ET textbook, Data Analysis for Politics and Policy: PDF files now available

I'm interested in your other book, Data Analysis for Politics and Policy (or is it Policy and Politics?) Is there a way to order a copy of it? I can't find it for sale on the site, though it is listed on the home page. I already have the other books.

-- Florence R. Webb (email)

Note added August 2013:

Data Analysis for Politics and Policy is now available as an .pdf ebook here.

Here is an a review of the book:

My book Data Analysis for Politics and Policy was published by Prentice-Hall in 1974; after 15 printings, it is still in print, barely. It is available at amazon.com. There was a fairly detailed review of the book around 1975 or 1976 in the Journal of the American Statistical Association; the book was widely used as a college text.

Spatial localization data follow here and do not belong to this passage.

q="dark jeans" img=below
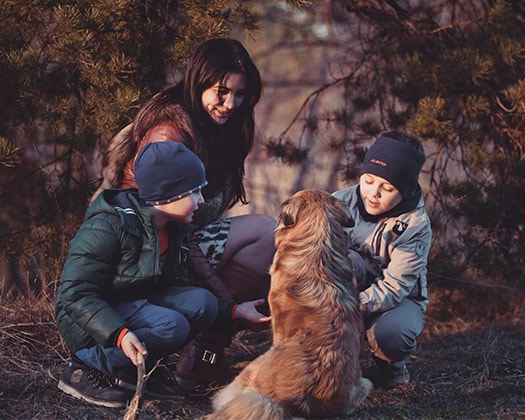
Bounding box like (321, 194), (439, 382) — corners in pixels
(74, 286), (218, 375)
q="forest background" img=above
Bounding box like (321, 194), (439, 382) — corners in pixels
(0, 0), (524, 419)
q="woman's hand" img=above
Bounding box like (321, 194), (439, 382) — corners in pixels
(120, 331), (148, 365)
(233, 299), (271, 332)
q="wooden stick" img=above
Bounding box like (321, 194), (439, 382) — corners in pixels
(122, 353), (146, 420)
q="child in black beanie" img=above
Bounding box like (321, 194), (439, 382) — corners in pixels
(55, 142), (269, 408)
(333, 130), (431, 390)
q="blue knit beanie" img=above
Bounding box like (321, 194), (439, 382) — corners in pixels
(134, 142), (207, 206)
(360, 136), (425, 198)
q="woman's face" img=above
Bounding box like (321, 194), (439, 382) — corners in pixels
(359, 173), (403, 216)
(201, 72), (247, 125)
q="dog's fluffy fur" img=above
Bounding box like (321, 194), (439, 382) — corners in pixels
(204, 190), (372, 420)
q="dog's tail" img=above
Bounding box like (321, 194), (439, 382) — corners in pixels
(204, 391), (292, 420)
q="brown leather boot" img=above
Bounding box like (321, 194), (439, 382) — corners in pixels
(175, 332), (234, 391)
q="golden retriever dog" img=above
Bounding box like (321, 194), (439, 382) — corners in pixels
(204, 189), (373, 420)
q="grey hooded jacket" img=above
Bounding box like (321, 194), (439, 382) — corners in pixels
(333, 185), (431, 317)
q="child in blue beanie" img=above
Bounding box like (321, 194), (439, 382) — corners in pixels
(55, 142), (269, 408)
(333, 130), (431, 390)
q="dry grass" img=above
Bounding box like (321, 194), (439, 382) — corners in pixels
(1, 288), (524, 420)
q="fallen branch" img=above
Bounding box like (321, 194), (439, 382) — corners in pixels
(122, 354), (146, 420)
(122, 356), (162, 420)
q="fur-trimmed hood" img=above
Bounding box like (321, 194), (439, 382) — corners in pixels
(92, 100), (196, 201)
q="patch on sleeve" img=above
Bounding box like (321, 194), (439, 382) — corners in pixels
(415, 240), (426, 256)
(392, 220), (408, 236)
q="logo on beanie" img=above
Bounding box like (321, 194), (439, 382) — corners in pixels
(370, 158), (387, 167)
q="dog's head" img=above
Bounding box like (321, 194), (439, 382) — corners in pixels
(272, 189), (359, 301)
(278, 189), (354, 230)
(275, 189), (354, 252)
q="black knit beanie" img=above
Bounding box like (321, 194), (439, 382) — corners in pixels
(360, 136), (425, 198)
(134, 142), (207, 206)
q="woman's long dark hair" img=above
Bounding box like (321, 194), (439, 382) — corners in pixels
(125, 38), (261, 208)
(183, 38), (262, 207)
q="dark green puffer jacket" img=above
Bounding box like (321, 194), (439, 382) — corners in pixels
(55, 189), (194, 354)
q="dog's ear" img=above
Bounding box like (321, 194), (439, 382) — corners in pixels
(334, 197), (355, 228)
(343, 209), (355, 228)
(279, 198), (300, 227)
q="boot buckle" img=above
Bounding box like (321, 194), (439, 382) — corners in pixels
(201, 350), (217, 364)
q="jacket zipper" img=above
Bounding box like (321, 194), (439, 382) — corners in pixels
(372, 221), (387, 255)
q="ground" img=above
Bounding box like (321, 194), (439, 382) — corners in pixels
(1, 287), (524, 419)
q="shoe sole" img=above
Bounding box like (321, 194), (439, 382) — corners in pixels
(58, 379), (128, 408)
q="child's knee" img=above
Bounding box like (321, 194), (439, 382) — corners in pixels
(155, 314), (192, 344)
(372, 326), (417, 361)
(194, 288), (219, 326)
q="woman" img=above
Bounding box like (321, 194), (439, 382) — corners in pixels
(93, 38), (275, 389)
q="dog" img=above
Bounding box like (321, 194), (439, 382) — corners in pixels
(204, 189), (373, 420)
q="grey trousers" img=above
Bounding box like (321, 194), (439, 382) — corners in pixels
(364, 298), (425, 368)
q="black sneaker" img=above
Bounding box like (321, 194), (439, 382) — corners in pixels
(58, 361), (131, 408)
(370, 364), (410, 390)
(116, 364), (187, 400)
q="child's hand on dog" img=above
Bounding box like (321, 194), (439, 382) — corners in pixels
(233, 299), (271, 332)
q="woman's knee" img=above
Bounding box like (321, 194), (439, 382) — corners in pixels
(227, 214), (276, 251)
(251, 213), (277, 239)
(222, 214), (276, 272)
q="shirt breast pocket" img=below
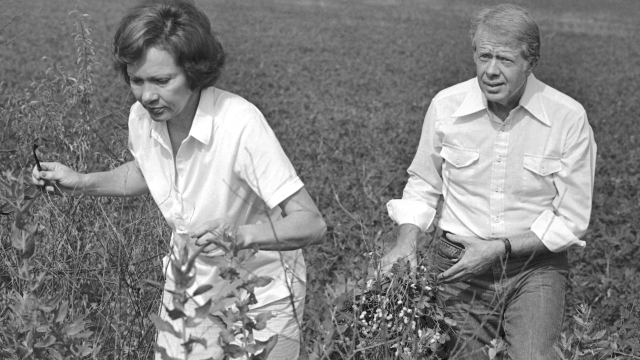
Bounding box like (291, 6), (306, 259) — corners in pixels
(521, 155), (562, 200)
(441, 144), (479, 172)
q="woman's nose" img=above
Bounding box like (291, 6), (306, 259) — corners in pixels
(141, 84), (159, 104)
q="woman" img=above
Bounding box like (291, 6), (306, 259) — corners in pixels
(32, 0), (326, 358)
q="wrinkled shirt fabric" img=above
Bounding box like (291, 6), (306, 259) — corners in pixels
(387, 74), (596, 251)
(128, 86), (305, 306)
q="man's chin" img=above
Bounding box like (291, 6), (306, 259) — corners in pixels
(482, 91), (506, 104)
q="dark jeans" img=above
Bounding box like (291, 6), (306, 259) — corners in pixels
(433, 234), (568, 360)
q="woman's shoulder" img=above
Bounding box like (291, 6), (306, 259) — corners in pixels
(208, 87), (267, 130)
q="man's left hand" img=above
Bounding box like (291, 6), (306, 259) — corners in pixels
(437, 233), (505, 283)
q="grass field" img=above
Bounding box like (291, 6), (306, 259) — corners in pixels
(2, 0), (640, 358)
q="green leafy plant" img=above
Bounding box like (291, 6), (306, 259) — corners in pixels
(150, 238), (278, 360)
(0, 171), (98, 360)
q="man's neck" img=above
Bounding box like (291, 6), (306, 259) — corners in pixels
(488, 101), (515, 121)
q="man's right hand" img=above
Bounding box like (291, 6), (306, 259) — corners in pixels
(31, 162), (85, 196)
(379, 223), (421, 274)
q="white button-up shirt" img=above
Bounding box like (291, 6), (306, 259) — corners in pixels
(387, 74), (597, 252)
(128, 87), (305, 305)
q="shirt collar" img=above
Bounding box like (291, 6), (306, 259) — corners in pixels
(452, 74), (551, 126)
(188, 87), (214, 145)
(149, 87), (214, 147)
(518, 74), (550, 126)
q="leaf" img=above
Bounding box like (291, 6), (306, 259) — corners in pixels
(253, 276), (272, 288)
(21, 234), (36, 260)
(207, 314), (226, 328)
(192, 284), (213, 297)
(48, 348), (63, 360)
(593, 329), (606, 340)
(149, 313), (182, 339)
(195, 299), (212, 318)
(74, 330), (93, 339)
(221, 343), (245, 358)
(62, 318), (86, 336)
(78, 345), (93, 357)
(219, 267), (241, 281)
(250, 335), (278, 360)
(11, 224), (22, 250)
(254, 311), (275, 331)
(182, 335), (207, 353)
(55, 301), (68, 323)
(184, 246), (204, 274)
(154, 344), (181, 360)
(143, 279), (165, 290)
(171, 261), (194, 290)
(165, 306), (186, 321)
(220, 329), (237, 344)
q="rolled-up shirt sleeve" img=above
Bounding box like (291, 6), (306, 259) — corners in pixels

The 179-page book is for courses in applied statistics, particularly for policy making and the social sciences. It deals with making causal inferences from statistical evidence, research designs, predictions and projections, linear and multiple regression. All the examples are real, involving serious questions (no regressions of height on weight that are found in some statistics texts). The technical material is at the level of one or two classes in college math. There is one somewhat more technical part, on logarithmic scale transformations and their interpretation in regression and in graphics. The book was written very much under the influence of Frederick Mosteller, John Tukey, and my professor of statistics at Stanford, Lincoln Moses.

I used the book for years at Princeton and Yale in teaching both undergraduate and graduate classes in Evidence for Policy, Basic Statistics, Introduction to Social Science Methods, and the like.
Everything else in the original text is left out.